Angry, I emailed him, asked why he had ignored my instant message, told him that I saw he had been on Match.com. In the morning, there was an email in response to mine. His subject line read, "You are wrong." Then he wrote, "Just woke up and read your message . . . was fast asleep last night after logging on . . . I would have spoken to you if I saw that you messaged me. I haven't been with anyone . . . figured you had moved on . . . I'm here if you want to talk."
I was confused and, in a text message, told him so. In response, BizWiz finally asked me out on a real date. We were going to meet in person and I was anxious and excited.
It happened on a week night. At an ice cream parlor, the last place I'd expect to meet a man who I'd shared sexy messages with. It seemed too wholesome a place to meet. I needed a drink. BizWiz liked ice cream, he said, and wanted to meet me there. So we did.
He looked just as he was supposed to. Handsome. Well built. Clean shaven. Well groomed. We sat with our ice cream cones (non-fat frozen yogurt for me) on a bench under a tree and had a lot to talk about, normal stuff, not sex. BizWiz didn't even ask what I was wearing underneath my clothes. We sat on our bench until the ice cream parlor was closed and there were no other patrons around.

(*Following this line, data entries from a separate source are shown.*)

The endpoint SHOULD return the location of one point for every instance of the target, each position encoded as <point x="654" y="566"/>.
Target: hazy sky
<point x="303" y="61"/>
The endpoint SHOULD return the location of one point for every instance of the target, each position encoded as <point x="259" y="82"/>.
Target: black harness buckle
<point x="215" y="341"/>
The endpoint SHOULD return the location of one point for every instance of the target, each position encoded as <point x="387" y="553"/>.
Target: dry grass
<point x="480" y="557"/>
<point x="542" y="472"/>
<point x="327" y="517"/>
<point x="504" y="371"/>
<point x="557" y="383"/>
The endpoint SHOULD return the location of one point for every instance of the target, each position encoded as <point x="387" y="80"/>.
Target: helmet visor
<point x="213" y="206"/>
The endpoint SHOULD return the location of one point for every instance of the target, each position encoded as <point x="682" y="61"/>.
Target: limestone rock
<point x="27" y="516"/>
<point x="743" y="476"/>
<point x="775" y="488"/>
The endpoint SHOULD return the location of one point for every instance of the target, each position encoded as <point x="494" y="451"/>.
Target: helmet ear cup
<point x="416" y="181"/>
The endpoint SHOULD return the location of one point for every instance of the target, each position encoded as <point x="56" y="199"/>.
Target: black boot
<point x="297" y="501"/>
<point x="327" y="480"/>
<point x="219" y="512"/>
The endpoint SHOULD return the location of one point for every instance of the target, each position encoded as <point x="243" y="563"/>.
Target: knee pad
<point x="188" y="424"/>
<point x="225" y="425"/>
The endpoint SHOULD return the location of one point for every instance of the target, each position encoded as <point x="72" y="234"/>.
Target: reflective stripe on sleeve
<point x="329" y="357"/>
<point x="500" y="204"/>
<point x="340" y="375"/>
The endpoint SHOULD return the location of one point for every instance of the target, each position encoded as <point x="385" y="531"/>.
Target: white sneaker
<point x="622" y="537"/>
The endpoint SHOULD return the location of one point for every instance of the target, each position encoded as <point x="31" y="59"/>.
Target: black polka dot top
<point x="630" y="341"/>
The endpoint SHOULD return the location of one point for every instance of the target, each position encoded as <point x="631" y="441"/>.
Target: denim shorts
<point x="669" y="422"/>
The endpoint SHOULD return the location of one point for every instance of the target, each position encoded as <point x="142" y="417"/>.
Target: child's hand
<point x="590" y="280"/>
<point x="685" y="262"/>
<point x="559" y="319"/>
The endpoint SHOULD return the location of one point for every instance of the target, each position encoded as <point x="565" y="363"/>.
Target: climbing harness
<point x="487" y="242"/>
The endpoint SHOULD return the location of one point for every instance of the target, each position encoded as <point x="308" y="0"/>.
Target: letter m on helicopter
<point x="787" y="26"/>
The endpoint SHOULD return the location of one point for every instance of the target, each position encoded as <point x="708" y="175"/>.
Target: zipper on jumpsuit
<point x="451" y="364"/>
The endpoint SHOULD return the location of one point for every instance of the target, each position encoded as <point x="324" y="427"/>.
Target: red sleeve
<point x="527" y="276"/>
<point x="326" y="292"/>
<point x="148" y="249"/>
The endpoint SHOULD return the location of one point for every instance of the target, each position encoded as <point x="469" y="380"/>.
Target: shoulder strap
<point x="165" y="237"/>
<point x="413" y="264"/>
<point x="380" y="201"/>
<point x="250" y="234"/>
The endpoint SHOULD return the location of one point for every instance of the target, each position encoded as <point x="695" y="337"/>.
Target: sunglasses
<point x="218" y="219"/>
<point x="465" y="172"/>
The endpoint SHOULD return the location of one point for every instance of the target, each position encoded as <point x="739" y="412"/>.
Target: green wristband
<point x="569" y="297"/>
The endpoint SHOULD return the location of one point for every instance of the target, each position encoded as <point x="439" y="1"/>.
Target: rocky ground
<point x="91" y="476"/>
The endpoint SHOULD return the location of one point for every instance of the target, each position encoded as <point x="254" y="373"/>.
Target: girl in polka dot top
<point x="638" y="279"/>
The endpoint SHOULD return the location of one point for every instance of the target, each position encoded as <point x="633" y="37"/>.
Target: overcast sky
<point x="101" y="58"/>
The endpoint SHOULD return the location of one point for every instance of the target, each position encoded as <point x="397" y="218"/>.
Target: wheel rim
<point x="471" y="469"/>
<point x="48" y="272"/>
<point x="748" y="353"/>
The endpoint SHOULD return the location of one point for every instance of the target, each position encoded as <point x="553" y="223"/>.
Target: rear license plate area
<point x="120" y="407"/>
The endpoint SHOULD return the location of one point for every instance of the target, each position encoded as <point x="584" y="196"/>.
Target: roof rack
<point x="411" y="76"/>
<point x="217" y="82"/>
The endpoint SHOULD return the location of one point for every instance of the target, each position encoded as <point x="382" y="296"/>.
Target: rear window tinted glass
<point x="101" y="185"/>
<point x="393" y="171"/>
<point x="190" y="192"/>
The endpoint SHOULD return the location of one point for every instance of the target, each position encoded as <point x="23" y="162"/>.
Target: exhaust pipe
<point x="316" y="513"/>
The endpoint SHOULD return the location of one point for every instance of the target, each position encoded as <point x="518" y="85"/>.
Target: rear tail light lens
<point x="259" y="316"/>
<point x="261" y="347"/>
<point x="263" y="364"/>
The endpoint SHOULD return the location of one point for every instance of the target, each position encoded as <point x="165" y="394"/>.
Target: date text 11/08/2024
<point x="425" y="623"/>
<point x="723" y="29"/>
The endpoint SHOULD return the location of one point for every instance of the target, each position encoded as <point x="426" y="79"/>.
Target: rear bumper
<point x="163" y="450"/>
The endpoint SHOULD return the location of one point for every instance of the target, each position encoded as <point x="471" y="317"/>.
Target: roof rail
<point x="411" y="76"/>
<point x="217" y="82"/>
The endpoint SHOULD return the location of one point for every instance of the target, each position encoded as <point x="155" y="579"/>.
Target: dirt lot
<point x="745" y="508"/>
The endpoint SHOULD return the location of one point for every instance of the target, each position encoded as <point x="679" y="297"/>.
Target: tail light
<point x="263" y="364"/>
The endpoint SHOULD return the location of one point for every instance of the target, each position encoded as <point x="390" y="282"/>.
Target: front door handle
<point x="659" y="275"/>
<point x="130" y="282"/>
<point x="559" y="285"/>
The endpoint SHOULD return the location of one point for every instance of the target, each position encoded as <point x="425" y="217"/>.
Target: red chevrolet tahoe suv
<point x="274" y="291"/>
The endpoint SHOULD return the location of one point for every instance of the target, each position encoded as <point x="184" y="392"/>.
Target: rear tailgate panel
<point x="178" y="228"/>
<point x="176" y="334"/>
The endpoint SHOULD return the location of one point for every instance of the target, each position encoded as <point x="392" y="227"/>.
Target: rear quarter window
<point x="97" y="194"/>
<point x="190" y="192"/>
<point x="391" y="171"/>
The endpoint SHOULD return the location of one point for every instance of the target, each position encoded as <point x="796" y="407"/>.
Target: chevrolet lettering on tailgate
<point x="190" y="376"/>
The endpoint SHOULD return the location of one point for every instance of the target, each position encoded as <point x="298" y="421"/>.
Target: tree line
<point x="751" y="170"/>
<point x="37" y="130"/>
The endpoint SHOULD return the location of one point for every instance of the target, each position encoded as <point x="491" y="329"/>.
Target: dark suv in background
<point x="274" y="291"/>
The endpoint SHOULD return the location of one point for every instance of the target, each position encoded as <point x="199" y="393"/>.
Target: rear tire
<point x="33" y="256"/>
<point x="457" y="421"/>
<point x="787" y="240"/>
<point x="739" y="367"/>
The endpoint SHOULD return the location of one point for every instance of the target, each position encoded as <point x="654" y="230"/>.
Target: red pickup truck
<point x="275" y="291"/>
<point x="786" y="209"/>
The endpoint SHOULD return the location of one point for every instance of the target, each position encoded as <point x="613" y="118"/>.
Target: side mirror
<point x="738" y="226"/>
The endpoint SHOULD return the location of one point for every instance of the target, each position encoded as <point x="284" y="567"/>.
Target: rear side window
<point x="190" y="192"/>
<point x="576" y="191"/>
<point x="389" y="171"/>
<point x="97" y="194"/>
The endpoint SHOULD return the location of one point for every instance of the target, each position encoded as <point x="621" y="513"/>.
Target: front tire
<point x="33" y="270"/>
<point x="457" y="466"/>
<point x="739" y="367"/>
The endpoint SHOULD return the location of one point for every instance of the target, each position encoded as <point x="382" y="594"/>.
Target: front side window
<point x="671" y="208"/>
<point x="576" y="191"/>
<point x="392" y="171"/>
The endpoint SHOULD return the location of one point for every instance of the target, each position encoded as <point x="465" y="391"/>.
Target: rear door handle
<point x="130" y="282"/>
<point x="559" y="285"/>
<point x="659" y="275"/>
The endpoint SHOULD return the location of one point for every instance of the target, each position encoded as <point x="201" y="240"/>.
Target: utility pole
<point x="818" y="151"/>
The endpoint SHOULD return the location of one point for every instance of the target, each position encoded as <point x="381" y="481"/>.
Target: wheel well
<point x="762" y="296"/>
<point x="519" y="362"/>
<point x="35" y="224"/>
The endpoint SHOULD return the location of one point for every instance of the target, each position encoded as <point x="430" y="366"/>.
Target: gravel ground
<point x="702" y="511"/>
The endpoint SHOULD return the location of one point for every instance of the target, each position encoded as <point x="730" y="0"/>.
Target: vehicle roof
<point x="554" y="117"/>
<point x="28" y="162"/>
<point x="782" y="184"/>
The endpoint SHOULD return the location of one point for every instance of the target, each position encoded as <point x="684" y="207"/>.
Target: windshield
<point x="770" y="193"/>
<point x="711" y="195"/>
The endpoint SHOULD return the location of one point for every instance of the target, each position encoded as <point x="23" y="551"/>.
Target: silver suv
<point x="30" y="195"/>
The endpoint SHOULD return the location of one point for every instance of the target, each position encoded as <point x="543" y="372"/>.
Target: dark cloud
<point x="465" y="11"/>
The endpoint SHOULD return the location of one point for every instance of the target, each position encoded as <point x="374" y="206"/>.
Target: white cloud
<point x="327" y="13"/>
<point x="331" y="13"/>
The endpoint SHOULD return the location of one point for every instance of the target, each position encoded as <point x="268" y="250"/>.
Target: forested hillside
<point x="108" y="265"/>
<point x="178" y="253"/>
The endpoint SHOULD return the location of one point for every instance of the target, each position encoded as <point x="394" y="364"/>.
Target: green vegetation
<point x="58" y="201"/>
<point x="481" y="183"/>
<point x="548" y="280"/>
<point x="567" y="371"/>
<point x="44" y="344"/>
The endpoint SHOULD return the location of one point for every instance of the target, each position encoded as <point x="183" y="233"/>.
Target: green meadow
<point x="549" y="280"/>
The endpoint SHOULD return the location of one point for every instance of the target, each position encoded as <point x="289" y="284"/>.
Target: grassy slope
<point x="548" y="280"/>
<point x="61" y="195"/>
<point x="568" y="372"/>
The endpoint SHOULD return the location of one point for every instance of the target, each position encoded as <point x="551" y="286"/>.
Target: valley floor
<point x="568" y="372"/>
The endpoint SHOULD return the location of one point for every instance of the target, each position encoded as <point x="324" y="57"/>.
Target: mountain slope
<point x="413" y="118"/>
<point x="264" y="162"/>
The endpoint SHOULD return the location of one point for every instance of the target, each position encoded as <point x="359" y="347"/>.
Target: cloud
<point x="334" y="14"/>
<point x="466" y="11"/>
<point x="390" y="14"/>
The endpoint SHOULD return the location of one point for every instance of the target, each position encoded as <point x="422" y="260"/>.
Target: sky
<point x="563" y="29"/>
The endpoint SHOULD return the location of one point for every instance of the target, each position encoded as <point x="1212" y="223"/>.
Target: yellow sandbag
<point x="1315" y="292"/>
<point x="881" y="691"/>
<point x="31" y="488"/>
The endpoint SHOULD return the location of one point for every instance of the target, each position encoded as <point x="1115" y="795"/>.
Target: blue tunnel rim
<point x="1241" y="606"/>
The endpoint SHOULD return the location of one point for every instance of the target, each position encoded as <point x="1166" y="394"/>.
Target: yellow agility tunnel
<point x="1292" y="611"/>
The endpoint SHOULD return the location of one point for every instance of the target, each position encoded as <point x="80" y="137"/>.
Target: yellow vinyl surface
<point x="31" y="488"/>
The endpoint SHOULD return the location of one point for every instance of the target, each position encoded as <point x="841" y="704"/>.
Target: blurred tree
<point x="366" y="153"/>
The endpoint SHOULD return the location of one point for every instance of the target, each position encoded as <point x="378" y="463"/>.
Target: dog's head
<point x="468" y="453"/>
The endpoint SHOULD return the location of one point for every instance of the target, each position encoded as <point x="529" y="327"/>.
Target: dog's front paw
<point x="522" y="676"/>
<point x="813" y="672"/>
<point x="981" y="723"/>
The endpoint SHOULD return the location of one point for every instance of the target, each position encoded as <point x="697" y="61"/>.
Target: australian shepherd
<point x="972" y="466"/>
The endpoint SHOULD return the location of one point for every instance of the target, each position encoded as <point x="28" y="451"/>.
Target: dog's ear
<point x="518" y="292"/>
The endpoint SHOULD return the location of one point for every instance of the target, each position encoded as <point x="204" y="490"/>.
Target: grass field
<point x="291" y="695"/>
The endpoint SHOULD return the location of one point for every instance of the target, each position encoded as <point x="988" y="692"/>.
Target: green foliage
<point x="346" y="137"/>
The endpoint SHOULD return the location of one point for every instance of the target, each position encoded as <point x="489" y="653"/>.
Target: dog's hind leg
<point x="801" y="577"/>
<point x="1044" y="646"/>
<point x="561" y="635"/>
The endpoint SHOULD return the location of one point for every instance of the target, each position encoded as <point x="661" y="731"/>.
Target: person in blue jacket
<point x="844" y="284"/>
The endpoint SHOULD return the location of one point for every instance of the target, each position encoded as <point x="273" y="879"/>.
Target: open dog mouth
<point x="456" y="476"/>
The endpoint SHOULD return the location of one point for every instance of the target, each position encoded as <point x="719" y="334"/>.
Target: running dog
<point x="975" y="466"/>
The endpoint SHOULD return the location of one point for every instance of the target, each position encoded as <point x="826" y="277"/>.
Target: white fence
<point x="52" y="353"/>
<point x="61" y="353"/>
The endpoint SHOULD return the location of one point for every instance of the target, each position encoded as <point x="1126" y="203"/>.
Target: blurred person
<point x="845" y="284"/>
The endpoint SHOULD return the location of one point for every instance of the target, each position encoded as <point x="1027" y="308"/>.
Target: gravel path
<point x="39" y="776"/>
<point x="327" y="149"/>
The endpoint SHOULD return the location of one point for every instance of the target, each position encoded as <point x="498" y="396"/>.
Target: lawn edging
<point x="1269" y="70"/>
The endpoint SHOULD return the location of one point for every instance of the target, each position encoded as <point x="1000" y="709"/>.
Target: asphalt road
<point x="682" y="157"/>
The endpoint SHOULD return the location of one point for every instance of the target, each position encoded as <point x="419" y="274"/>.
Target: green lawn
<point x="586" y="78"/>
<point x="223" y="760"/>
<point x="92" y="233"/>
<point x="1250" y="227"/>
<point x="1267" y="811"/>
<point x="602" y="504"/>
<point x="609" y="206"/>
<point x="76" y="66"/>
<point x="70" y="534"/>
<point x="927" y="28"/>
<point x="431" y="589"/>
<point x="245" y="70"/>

It had started raining but the tree we sat underneath kept us dry. When we started to feel the rain, we stood and agreed it was time to go. BizWiz kissed me. Passionately. He said he wanted to take me home.
I was torn. In one way, I had already been intimate with this man. But in another way I had just met him, hadn't I? I told him I had to go home, that I wasn't ready to see where he lived.
The next morning BizWiz was leaving for another business trip. He texted me on his way to the airport, "I want to kiss you again before I leave . . . meet me on my way to the airport."
I was still in bed. I needed a shower, my hair was dirty, I needed time to put on makeup and get dressed. He was already on his way to the airport. "I can't right now. I'm sorry."
BizWiz wasn't pleased.
When he returned from his trip, he instant messaged me one morning before work.
"You don't have time for a relationship," he wrote.
Huh? What was he talking about? Quickly, I typed back, "Yes I do."
"No, you don't."
He was breaking up with me. He was ending our relationship that wasn't really a relationship to begin with. He was ending our fantasy, ending our . . . something.
I was upset and started crying. I typed, "I cannot believe how much I am crying right now"
He responded, "Why are you crying . . . we only met once."
What was he saying? Why was I crying? What the hell was I doing? Had I lost touch with reality?
"Goodbye," I typed.
And then I went into my bathroom and got ready for work, tears streaming down my face.